Alimony is a payment from one spouse to the other spouse that can be monthly, a lump sum, or a percentage of earnings. When alimony is on a monthly basis, the decree for alimony can state circumstances of when the alimony will terminate.
An example would be remarriage. If the spouse receiving alimony gets remarried, then the decree will typically provide that alimony is no longer required to be paid.
If the separation agreement and decree state that alimony terminates upon "cohabitation," then the definition of "cohabitation" can make all the difference based upon the specific facts of the case. Often, "cohabitation" is not defined at all, so the Court has to decide based upon its discretion whether cohabitation is taking place.
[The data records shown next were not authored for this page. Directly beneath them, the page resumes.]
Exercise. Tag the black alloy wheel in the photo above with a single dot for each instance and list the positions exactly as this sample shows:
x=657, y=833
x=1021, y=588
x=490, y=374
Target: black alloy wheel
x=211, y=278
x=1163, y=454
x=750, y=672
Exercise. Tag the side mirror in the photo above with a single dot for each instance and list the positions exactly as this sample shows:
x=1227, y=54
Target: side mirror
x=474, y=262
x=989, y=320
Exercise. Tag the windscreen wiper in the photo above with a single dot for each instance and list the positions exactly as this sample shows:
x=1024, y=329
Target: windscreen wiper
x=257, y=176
In one case, the alimony recipient had a living arrangement with her boyfriend such that they split rent, utilities, and cleaning chores evenly. The Kansas Court of Appeals held that such circumstances constituted cohabitation. In the matter of the Marriage of Knoll
52 Kan.App.2d 930, 932 (2016).
In another case, cohabitation was not defined at all in the separation agreement or decree. The alimony recipient lived with another man whom she had sexual relations with fewer than ten times in the four years they had been living together. In re Marriage of Kuzanek, 279 Kan. 156, 157 (2005). Surprisingly, the district court found no cohabitation. This decision was later affirmed by the Kansas Supreme Court.
A good family law lawyer will know how to draft a separation agreement and proposed decree so that “cohabitation” is defined in the most conservative manner, providing protection to the alimony payor during the duration stated in the decree.